In large-scale inference systems, we often talk about latency, QPS, or cost per token. But underneath it all, there’s a much simpler and harder question: how much are we actually using the GPUs we pay for?
GPU underutilization is the silent tax in production LLM systems. The causes are subtle: model replicas that idle waiting for traffic, poor batch packing, long prompt requests that stall the scheduler, or memory fragmentation that prevents colocation. And the impact is large - enterprises pay for peak GPU memory, not average.
This makes one question increasingly urgent: how do we maximize GPU usage across heterogeneous, spiky, and multi-model workloads?
The Multi-Model Problem
A single large model will saturate a GPU if given enough requests. But most production systems serve a mix: different model sizes, different prompt lengths, different latency classes.
Some models need low-latency completion. Others are async background jobs. Some are tiny (2B), others massive (70B). And you want all of them to fit, ideally without reserving an entire A100 for each.
Colocation becomes the primitive.
But then you have to answer:
Which models can coexist on a single GPU without thrashing memory?
How do you prioritize workloads with conflicting latency goals?
What happens when a burst arrives that needs to evict something slower?
This is where GPU utilization stops being a deployment parameter and becomes a scheduling problem.
MIG, Sharding, and Logical Isolation
Some infra teams lean on hardware features like NVIDIA’s MIG (Multi-Instance GPU) to isolate small models. Others shard models across GPUs to run large ones in parallel. Both are partial solutions.
MIG helps with stability, but fragments capacity. Sharding enables large models, but ties up memory even when idle. Neither solves the dynamic allocation problem for mixed workloads.
What’s needed is logical multiplexing - the ability to:
Load multiple models into GPU memory simultaneously
Route traffic dynamically based on current memory and latency budget
Reclaim memory when model use patterns shift
Memory Pressure and Eviction
Serving infra should track not just usage, but predictive usage. That means estimating memory needs per request, understanding KV cache growth over sequence length, and anticipating eviction pressure.

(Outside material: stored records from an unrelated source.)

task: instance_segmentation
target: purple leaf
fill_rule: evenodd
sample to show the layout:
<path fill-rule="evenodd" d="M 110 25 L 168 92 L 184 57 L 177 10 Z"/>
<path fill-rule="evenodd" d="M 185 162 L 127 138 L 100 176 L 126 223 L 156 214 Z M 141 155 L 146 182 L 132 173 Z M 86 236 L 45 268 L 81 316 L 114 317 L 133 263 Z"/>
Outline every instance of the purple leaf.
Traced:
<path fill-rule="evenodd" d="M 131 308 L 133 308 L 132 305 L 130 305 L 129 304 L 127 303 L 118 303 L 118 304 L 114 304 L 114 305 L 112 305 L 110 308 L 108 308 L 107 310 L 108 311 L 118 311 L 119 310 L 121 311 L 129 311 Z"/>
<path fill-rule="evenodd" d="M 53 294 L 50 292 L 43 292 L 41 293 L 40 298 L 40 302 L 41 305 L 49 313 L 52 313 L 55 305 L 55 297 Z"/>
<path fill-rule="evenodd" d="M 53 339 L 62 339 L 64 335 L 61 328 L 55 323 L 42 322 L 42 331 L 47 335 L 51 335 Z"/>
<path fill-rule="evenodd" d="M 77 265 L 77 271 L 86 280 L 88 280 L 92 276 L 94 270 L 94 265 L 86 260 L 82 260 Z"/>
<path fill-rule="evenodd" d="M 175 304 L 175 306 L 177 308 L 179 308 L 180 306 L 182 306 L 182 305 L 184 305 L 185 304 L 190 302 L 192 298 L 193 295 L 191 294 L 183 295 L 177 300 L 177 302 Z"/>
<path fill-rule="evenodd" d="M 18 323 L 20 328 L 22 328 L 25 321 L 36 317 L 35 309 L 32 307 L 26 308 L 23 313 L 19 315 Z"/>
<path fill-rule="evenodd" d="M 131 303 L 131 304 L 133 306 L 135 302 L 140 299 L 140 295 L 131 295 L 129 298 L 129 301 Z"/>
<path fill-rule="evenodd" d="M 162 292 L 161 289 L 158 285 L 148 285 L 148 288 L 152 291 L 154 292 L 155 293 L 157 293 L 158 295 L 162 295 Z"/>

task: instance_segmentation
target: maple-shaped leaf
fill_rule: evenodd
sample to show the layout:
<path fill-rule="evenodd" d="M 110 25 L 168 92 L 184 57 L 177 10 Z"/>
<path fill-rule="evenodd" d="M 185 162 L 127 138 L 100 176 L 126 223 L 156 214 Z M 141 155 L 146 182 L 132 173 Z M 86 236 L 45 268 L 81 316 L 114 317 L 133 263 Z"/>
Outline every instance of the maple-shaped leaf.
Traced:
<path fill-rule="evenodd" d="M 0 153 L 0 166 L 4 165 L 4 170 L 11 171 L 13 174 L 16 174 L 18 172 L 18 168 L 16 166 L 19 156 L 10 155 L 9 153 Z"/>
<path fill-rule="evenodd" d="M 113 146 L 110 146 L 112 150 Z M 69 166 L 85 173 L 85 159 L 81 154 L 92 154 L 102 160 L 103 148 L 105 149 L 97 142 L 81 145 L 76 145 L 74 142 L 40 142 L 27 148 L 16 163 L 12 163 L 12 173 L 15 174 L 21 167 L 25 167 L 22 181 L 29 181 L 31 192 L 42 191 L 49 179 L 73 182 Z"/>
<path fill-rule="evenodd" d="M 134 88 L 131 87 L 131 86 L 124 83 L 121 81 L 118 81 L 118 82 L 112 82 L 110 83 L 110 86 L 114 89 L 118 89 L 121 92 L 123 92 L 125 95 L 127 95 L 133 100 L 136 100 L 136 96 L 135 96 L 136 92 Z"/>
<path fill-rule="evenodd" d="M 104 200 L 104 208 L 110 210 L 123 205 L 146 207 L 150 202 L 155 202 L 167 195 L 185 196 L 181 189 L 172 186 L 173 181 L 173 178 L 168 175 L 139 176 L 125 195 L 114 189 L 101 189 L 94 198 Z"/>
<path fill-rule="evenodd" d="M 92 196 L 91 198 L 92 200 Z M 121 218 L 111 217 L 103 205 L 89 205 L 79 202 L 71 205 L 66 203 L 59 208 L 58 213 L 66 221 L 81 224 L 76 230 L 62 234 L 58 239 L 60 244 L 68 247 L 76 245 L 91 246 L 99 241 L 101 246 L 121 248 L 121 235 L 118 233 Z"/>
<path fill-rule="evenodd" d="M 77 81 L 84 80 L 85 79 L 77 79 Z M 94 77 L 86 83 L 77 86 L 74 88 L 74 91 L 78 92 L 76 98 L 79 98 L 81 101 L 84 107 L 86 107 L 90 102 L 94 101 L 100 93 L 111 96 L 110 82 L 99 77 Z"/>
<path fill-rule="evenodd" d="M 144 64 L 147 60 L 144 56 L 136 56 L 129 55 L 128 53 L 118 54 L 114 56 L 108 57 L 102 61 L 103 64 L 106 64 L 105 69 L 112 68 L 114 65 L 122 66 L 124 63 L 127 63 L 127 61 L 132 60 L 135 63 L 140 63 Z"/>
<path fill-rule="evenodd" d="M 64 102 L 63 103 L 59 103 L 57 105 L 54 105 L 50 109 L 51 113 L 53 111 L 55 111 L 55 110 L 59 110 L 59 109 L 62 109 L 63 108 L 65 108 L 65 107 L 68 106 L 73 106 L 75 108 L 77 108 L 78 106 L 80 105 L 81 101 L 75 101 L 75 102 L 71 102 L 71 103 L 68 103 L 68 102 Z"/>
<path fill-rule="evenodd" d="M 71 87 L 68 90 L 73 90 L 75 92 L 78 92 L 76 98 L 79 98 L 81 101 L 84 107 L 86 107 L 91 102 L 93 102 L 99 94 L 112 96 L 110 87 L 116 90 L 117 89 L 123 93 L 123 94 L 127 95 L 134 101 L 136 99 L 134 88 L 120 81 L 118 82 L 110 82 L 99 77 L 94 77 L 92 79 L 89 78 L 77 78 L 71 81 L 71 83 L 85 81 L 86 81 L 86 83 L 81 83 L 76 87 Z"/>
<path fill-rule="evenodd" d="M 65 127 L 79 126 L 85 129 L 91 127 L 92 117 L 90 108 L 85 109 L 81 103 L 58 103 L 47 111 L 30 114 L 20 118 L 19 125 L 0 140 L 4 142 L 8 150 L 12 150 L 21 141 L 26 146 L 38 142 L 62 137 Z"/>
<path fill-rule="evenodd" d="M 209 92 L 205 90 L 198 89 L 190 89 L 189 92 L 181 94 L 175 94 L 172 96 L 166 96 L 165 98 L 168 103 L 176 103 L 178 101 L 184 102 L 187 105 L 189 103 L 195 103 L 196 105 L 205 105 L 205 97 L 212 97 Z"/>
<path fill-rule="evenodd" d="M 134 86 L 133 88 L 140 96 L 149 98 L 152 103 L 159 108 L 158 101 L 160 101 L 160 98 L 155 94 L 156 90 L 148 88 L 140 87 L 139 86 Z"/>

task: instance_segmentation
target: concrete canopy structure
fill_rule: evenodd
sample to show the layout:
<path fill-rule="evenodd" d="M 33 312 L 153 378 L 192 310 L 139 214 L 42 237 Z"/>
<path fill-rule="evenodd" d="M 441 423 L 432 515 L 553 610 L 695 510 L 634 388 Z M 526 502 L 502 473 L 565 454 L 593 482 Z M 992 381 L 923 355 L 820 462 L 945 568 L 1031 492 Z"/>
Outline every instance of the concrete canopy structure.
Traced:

If a long prompt is about to blow out your 70B context window, you should know that before it starts. Otherwise you stall the GPU and kill throughput.

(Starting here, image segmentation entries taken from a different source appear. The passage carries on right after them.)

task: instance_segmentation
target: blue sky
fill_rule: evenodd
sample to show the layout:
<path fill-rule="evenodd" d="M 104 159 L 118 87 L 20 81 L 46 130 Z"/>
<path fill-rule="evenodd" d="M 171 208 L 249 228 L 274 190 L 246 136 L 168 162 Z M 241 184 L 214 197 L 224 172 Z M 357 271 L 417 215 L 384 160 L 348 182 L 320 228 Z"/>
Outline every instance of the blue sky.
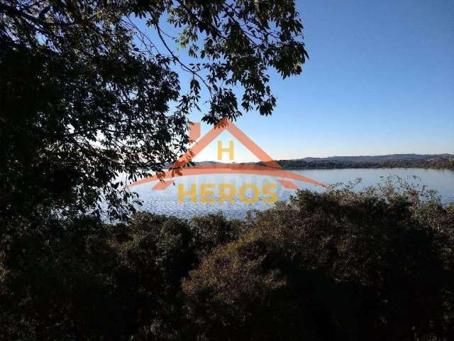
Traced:
<path fill-rule="evenodd" d="M 454 1 L 297 4 L 310 59 L 299 77 L 272 72 L 272 116 L 238 127 L 276 159 L 454 153 Z"/>

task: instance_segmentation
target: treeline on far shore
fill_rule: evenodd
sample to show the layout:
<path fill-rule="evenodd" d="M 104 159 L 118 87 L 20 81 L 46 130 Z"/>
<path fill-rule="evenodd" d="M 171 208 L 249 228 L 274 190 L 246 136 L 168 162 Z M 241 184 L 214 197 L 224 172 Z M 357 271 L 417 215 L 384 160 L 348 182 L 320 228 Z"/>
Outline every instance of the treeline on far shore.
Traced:
<path fill-rule="evenodd" d="M 404 183 L 3 224 L 1 340 L 453 340 L 454 205 Z"/>
<path fill-rule="evenodd" d="M 454 169 L 454 159 L 393 160 L 383 161 L 340 161 L 279 160 L 284 169 L 342 169 L 342 168 L 433 168 Z M 260 164 L 260 163 L 258 163 Z"/>

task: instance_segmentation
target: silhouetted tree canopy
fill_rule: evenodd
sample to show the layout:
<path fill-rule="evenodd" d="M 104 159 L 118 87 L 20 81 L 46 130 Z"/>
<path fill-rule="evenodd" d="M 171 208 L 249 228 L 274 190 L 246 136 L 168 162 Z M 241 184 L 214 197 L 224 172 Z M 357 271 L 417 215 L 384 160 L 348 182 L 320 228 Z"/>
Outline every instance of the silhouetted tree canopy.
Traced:
<path fill-rule="evenodd" d="M 21 231 L 0 251 L 0 340 L 454 336 L 454 206 L 411 188 L 300 191 L 246 221 Z"/>
<path fill-rule="evenodd" d="M 184 151 L 201 102 L 210 124 L 271 114 L 268 72 L 301 72 L 302 28 L 291 0 L 1 1 L 2 213 L 99 212 L 102 199 L 124 217 L 123 185 Z"/>

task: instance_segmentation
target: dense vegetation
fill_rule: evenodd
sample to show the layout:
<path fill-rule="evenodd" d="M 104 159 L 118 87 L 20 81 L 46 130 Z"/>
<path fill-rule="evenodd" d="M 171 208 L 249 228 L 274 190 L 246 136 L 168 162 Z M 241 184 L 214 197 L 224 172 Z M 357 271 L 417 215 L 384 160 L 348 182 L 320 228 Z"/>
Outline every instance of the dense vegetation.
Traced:
<path fill-rule="evenodd" d="M 175 161 L 200 103 L 270 114 L 301 32 L 291 0 L 0 2 L 0 340 L 453 338 L 454 210 L 414 189 L 128 220 L 116 175 Z"/>
<path fill-rule="evenodd" d="M 334 158 L 326 158 L 319 160 L 279 160 L 277 162 L 285 169 L 342 169 L 342 168 L 435 168 L 454 169 L 454 158 L 452 156 L 428 157 L 421 158 L 389 158 L 389 159 L 374 160 L 374 157 L 365 157 L 363 160 L 355 160 L 352 157 L 348 160 Z"/>
<path fill-rule="evenodd" d="M 451 340 L 454 207 L 386 183 L 228 221 L 17 222 L 2 340 Z"/>
<path fill-rule="evenodd" d="M 292 0 L 1 1 L 2 215 L 102 199 L 126 218 L 125 183 L 185 151 L 189 113 L 271 114 L 269 74 L 301 73 L 302 29 Z"/>

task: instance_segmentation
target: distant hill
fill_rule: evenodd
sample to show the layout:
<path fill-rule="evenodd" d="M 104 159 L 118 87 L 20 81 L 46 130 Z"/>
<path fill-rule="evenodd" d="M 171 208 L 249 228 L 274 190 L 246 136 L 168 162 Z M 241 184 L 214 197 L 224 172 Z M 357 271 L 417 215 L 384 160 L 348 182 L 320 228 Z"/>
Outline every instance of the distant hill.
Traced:
<path fill-rule="evenodd" d="M 327 158 L 303 158 L 287 161 L 335 161 L 335 162 L 389 162 L 421 160 L 453 160 L 453 154 L 389 154 L 360 156 L 328 156 Z"/>
<path fill-rule="evenodd" d="M 335 169 L 422 168 L 454 169 L 453 154 L 389 154 L 360 156 L 328 156 L 277 160 L 284 169 Z M 247 163 L 262 165 L 261 162 Z M 216 161 L 195 162 L 196 165 L 219 164 Z"/>
<path fill-rule="evenodd" d="M 454 169 L 453 154 L 390 154 L 277 160 L 286 169 L 424 168 Z M 259 163 L 260 164 L 260 163 Z"/>

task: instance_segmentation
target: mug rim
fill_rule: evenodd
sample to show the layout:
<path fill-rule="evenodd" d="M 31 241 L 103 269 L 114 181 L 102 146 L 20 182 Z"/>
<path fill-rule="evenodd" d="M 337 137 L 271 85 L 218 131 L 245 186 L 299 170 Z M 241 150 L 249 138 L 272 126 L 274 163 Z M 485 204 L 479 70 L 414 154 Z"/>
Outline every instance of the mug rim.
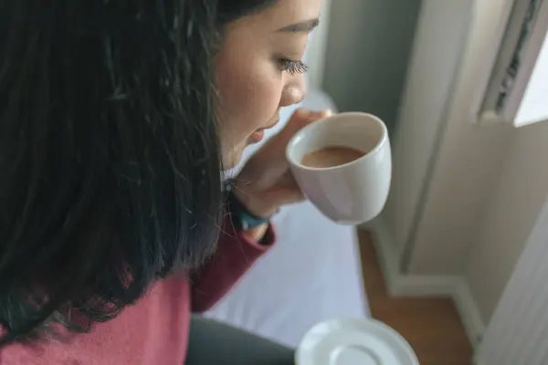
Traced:
<path fill-rule="evenodd" d="M 312 130 L 314 128 L 319 128 L 320 125 L 327 124 L 327 123 L 332 121 L 332 120 L 334 120 L 334 119 L 337 119 L 340 117 L 353 117 L 353 116 L 362 117 L 362 118 L 365 117 L 370 120 L 373 120 L 376 121 L 383 129 L 383 136 L 381 137 L 380 141 L 374 145 L 374 147 L 370 151 L 365 153 L 364 156 L 362 156 L 356 160 L 351 161 L 350 162 L 342 163 L 341 165 L 336 165 L 336 166 L 330 166 L 330 167 L 306 166 L 306 165 L 303 165 L 302 163 L 300 163 L 300 162 L 296 162 L 295 159 L 291 156 L 291 151 L 290 151 L 291 148 L 297 143 L 297 140 L 303 134 L 309 132 L 311 130 Z M 386 125 L 385 124 L 385 122 L 379 117 L 370 114 L 370 113 L 362 112 L 362 111 L 346 111 L 346 112 L 342 112 L 342 113 L 333 114 L 329 117 L 325 117 L 325 118 L 322 118 L 316 121 L 313 121 L 311 124 L 307 125 L 306 127 L 302 128 L 297 133 L 295 133 L 293 135 L 293 137 L 291 137 L 291 139 L 290 140 L 290 142 L 288 143 L 288 145 L 286 146 L 286 159 L 290 164 L 292 164 L 296 167 L 299 167 L 300 169 L 305 170 L 305 171 L 311 171 L 311 172 L 334 171 L 334 170 L 339 170 L 341 168 L 345 168 L 345 167 L 347 167 L 349 165 L 353 165 L 354 163 L 359 163 L 360 162 L 363 162 L 366 159 L 373 158 L 373 155 L 376 154 L 376 152 L 382 148 L 382 146 L 385 145 L 385 143 L 386 142 L 386 140 L 388 140 L 388 130 L 386 129 Z"/>

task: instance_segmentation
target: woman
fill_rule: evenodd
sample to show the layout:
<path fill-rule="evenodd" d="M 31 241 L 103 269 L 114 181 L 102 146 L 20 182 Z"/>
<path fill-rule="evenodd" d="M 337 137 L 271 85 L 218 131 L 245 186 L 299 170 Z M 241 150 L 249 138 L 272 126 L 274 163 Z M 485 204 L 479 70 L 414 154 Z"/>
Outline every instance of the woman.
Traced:
<path fill-rule="evenodd" d="M 222 171 L 302 99 L 321 2 L 0 1 L 0 364 L 291 363 L 190 313 L 302 199 L 283 151 L 321 114 Z"/>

Dynamic schedulers (like what some vLLM forks experiment with) are starting to reason about these tradeoffs. But it’s still early.
Utilization as a First-Class Metric
Too many teams measure cost-efficiency in terms of instance count or average latency. But if your GPUs are sitting at 35% memory usage and 20% streaming multiprocessor usage, you’re leaving capacity untapped.
Useful telemetry includes:
Active vs. idle tokens per second
Memory fragmentation over time
GPU cycles spent waiting for input
Only with this kind of visibility can autoscalers and workload routers make decisions that aren’t just reactive, but optimal.
The Opportunity
If we solve this - if we can dynamically colocate models, route traffic based on token pressure and memory profile, and reclaim unused GPU time - we unlock a 2–5x cost reduction in inference-heavy systems without changing the models at all.
It’s not a modeling problem. It’s a scheduling and observability one.